Simple, Secure, Robust, Scalable, Cost Effective
These are the values that have driven the choices made as we defined our preferred tech stack. We have abundant experience with it, and has served us incredibly well over the years. We have used this stack to build all projects, from in-house workflow applications to a high availability, highly secure online gaming service, reviewed and certified by Gaming Labs International.
Here is an overview of the various components and why we chose the tools that we did.
Ionic/Angular Front-end (app and dashboard)

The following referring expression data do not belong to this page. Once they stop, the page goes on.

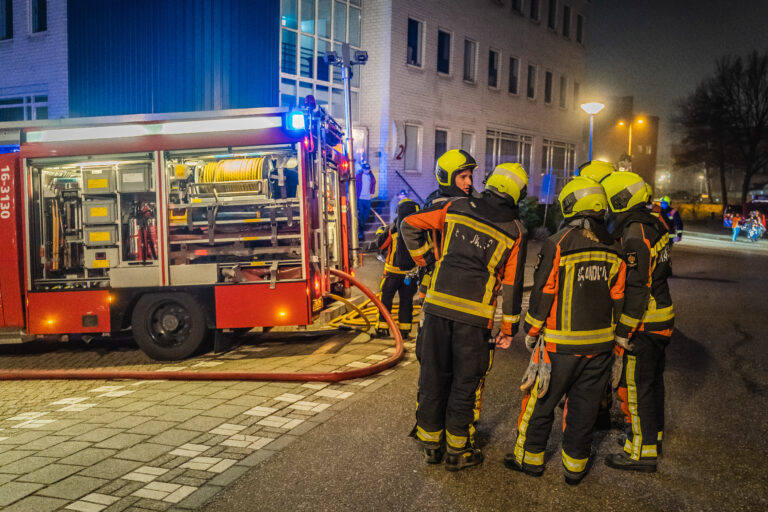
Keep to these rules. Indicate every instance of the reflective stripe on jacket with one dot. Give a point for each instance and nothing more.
(483, 246)
(578, 286)
(647, 302)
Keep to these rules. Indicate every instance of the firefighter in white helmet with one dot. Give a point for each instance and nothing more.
(484, 244)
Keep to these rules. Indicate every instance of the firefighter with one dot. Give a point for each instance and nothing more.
(453, 171)
(671, 219)
(646, 322)
(399, 272)
(578, 286)
(596, 170)
(484, 244)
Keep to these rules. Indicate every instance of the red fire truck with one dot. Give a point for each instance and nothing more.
(171, 225)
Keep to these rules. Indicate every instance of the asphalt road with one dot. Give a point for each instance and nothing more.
(715, 445)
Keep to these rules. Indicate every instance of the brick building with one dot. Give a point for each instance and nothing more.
(499, 78)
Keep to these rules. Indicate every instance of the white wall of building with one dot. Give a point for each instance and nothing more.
(423, 97)
(36, 63)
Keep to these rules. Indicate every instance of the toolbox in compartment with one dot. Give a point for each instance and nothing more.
(96, 236)
(134, 178)
(106, 257)
(100, 211)
(99, 180)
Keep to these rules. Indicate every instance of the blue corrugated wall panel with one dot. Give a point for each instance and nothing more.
(143, 56)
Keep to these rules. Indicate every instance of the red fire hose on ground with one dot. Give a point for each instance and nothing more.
(186, 375)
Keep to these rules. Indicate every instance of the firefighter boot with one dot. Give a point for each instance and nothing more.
(511, 463)
(457, 461)
(623, 461)
(623, 439)
(434, 455)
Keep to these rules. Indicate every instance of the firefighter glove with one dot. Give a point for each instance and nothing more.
(623, 343)
(530, 342)
(618, 361)
(503, 340)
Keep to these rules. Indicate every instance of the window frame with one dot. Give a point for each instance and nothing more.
(517, 79)
(549, 74)
(498, 68)
(528, 84)
(450, 52)
(419, 143)
(7, 6)
(32, 9)
(534, 4)
(471, 135)
(552, 15)
(565, 26)
(476, 49)
(580, 21)
(420, 37)
(447, 133)
(562, 100)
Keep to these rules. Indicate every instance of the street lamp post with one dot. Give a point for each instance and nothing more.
(591, 109)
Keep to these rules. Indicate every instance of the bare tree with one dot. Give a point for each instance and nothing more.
(725, 120)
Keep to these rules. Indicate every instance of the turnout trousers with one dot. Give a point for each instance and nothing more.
(455, 358)
(641, 391)
(395, 283)
(582, 379)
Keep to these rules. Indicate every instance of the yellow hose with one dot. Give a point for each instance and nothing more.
(361, 316)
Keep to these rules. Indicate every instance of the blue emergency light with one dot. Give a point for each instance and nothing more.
(296, 121)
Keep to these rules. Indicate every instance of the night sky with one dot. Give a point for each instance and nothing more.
(659, 50)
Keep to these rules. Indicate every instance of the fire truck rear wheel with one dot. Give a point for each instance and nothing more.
(168, 326)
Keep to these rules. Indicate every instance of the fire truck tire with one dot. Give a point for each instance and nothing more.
(168, 326)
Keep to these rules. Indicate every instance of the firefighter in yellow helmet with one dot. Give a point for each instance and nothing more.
(647, 319)
(596, 170)
(453, 171)
(484, 245)
(578, 286)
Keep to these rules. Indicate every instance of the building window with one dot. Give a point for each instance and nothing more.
(470, 57)
(566, 21)
(441, 142)
(308, 30)
(514, 74)
(531, 83)
(412, 147)
(493, 69)
(6, 19)
(563, 91)
(39, 15)
(535, 10)
(579, 28)
(467, 142)
(576, 94)
(502, 147)
(24, 108)
(443, 52)
(415, 32)
(552, 14)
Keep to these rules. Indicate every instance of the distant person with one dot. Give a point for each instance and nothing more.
(672, 219)
(366, 185)
(736, 223)
(756, 226)
(399, 272)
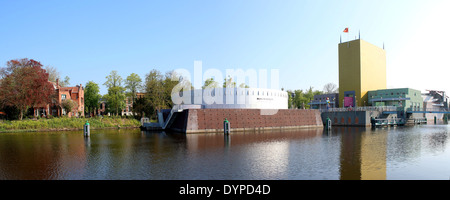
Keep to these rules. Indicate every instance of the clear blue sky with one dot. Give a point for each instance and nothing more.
(85, 40)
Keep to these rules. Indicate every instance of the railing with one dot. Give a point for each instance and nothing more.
(388, 121)
(365, 108)
(427, 109)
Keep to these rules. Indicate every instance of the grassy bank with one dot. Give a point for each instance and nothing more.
(64, 123)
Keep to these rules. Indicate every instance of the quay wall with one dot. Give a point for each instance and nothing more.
(350, 118)
(211, 120)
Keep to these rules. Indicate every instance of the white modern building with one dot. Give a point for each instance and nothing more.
(232, 98)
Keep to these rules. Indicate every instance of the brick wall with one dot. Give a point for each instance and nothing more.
(210, 120)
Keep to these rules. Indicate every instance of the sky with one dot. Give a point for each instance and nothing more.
(86, 40)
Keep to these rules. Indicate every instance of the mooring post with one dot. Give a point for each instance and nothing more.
(226, 127)
(87, 131)
(328, 123)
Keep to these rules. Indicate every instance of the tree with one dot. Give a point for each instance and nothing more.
(116, 96)
(24, 84)
(154, 90)
(210, 83)
(330, 88)
(69, 105)
(229, 83)
(91, 96)
(53, 74)
(133, 85)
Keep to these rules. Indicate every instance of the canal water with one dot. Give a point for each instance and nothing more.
(417, 152)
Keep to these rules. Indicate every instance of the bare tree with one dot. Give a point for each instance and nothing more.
(330, 88)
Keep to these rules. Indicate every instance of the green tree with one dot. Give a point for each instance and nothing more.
(116, 93)
(229, 83)
(133, 85)
(91, 96)
(69, 105)
(211, 83)
(154, 91)
(54, 74)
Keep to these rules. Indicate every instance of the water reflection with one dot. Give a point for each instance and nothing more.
(354, 153)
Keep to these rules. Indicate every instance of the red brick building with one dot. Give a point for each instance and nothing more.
(75, 94)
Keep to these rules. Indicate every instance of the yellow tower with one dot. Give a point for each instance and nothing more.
(362, 67)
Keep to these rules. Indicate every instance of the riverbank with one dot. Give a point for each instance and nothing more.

We’ve been using Ionic since it was still in beta. We use it for both end-customer-facing mobile apps and administrative dashboards. The beauty of a cross-platform framework like this is a single code base can be deployed to the web, iOS, and Android, massively reducing development and maintenance costs. And unless your app has some extreme performance requirements, the performance of a compiled ionic app is indistinguishable from native.

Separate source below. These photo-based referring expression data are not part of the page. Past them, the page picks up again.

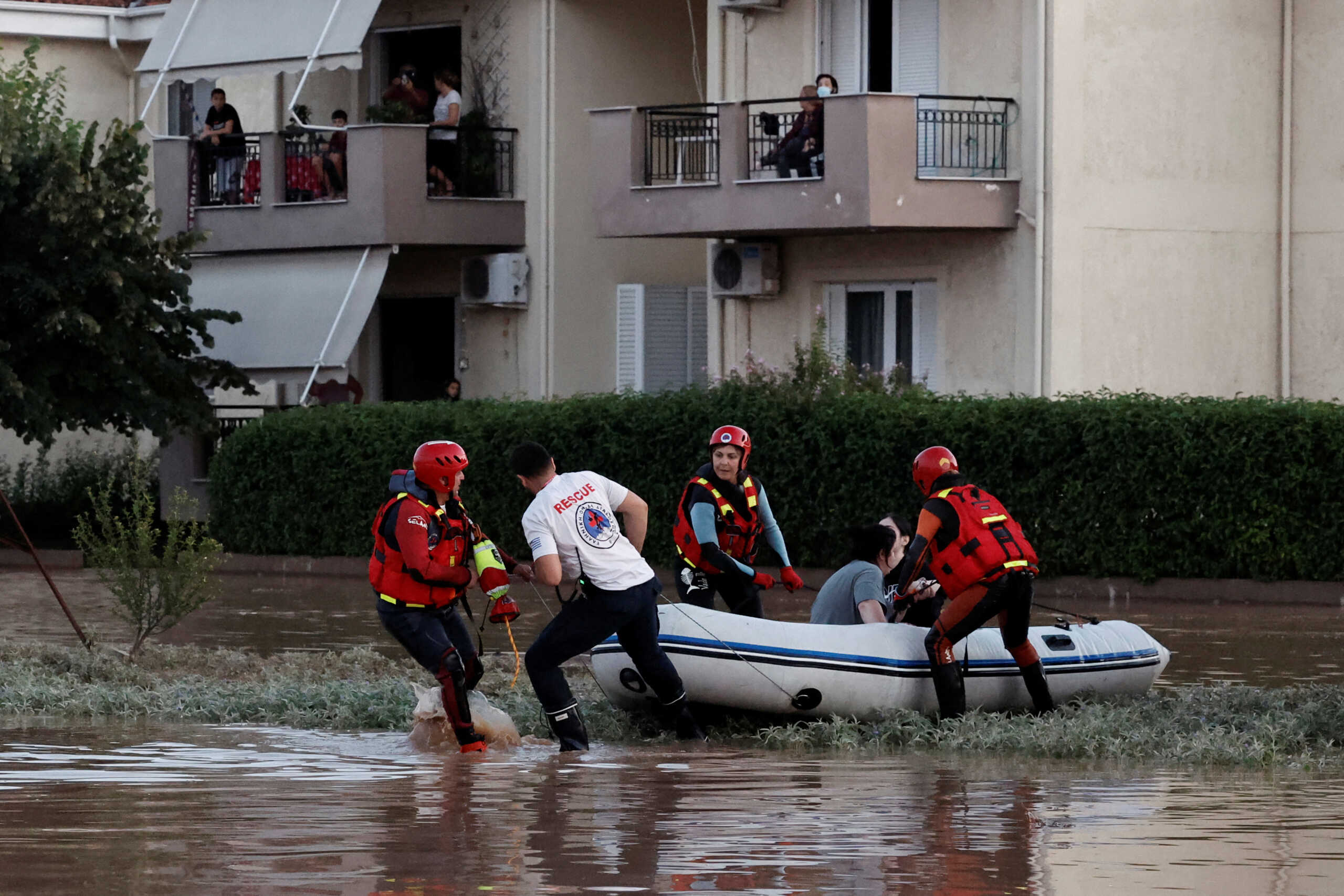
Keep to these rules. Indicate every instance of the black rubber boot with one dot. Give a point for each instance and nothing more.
(951, 690)
(1034, 678)
(569, 729)
(687, 729)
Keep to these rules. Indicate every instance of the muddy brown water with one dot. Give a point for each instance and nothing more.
(1252, 644)
(151, 808)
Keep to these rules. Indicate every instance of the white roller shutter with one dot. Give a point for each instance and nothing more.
(927, 364)
(629, 338)
(841, 42)
(835, 311)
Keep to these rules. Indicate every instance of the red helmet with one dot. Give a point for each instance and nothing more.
(437, 464)
(734, 436)
(930, 464)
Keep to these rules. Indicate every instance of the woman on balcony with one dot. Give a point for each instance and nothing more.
(443, 133)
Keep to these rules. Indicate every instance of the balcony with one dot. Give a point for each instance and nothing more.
(272, 194)
(890, 163)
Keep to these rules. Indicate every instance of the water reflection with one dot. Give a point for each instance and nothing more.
(158, 809)
(1261, 645)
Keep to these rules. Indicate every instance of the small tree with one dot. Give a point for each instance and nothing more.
(158, 574)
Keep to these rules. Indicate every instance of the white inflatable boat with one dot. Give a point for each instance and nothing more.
(815, 672)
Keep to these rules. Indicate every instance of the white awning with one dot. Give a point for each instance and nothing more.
(291, 304)
(215, 38)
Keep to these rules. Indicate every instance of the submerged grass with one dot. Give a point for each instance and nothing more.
(1230, 724)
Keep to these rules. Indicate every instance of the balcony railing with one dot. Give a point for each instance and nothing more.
(227, 174)
(964, 136)
(476, 163)
(680, 145)
(769, 155)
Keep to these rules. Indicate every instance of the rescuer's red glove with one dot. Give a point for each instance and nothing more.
(495, 582)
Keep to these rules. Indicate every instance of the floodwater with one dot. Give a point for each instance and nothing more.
(152, 808)
(1266, 645)
(178, 809)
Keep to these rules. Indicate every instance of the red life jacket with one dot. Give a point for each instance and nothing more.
(387, 573)
(737, 531)
(988, 544)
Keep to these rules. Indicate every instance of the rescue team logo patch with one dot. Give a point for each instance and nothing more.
(594, 525)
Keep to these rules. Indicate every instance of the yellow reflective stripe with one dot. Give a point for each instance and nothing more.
(402, 604)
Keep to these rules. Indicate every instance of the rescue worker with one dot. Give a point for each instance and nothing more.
(985, 567)
(719, 522)
(574, 534)
(423, 542)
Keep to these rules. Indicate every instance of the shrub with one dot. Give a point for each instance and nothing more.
(159, 575)
(1104, 484)
(49, 495)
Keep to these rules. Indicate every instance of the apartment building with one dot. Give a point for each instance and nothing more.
(1030, 196)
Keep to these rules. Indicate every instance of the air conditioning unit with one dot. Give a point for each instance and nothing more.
(498, 280)
(747, 269)
(749, 6)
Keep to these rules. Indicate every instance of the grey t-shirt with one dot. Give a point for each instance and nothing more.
(851, 585)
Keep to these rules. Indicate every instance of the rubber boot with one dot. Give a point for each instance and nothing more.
(569, 729)
(951, 690)
(1034, 678)
(687, 729)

The benefit of also using Ionic for the administrative dashboard is twofold: A consistent tech stack, making it easier to build and maintain, and app-like performance of the interface. Having worked with ionic/angular dashboards for many years now, it’s jarring to use a well-known, widely used service where the dashboard still needs to load an entire page on every click. It seems archaic, to be honest…

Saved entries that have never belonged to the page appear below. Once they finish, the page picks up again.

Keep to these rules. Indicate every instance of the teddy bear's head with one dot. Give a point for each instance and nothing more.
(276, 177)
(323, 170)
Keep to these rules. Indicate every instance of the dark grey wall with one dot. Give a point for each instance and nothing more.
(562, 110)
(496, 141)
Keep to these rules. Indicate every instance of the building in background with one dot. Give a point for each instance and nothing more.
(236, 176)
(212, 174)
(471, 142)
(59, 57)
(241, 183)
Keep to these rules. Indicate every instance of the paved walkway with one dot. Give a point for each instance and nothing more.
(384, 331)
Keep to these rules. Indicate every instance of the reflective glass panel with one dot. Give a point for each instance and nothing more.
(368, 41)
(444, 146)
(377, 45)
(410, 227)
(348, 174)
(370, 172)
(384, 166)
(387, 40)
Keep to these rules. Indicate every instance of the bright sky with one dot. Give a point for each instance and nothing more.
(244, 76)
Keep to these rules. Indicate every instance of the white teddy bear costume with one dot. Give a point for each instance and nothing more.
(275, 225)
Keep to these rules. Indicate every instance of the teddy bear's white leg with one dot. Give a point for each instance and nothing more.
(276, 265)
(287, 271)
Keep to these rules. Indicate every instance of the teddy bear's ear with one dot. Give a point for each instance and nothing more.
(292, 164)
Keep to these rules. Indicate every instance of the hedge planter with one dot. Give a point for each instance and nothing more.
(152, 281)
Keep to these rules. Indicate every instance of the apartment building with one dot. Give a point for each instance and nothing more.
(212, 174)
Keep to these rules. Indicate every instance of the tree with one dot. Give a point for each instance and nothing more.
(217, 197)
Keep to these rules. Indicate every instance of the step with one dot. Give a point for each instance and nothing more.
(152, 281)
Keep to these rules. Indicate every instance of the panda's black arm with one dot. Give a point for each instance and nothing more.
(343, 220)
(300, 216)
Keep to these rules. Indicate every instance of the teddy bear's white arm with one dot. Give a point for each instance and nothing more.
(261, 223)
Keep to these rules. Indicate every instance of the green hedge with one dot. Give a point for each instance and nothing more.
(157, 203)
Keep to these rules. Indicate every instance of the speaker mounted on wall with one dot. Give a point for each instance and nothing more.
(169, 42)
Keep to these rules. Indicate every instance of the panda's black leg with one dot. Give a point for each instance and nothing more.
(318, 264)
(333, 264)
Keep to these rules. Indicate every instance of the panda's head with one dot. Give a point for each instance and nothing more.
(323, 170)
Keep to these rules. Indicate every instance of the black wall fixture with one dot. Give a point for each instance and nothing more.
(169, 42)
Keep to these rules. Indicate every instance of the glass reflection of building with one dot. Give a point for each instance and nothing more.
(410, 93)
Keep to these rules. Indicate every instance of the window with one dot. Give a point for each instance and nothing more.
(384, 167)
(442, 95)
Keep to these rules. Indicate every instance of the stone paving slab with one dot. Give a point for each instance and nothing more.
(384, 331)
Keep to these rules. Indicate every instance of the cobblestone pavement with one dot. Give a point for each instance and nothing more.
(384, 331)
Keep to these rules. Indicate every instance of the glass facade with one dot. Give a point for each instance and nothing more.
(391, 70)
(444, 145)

.NET Core Backend in Docker Swarm on Ubuntu VPS in Digital Ocean
Again, we were very early adopters of .NET Core, starting with release candidates. The fact that it was also cross-platform, and thus deployable to Linux servers made this an easy decision. For a tiny startup, slashing our costs from several hundred dollars a month on Azure to $40 for a Linux droplet on Digital Ocean mattered. That may not seem significant, but it was easy to see costs growing rapidly on Azure as we needed to scale.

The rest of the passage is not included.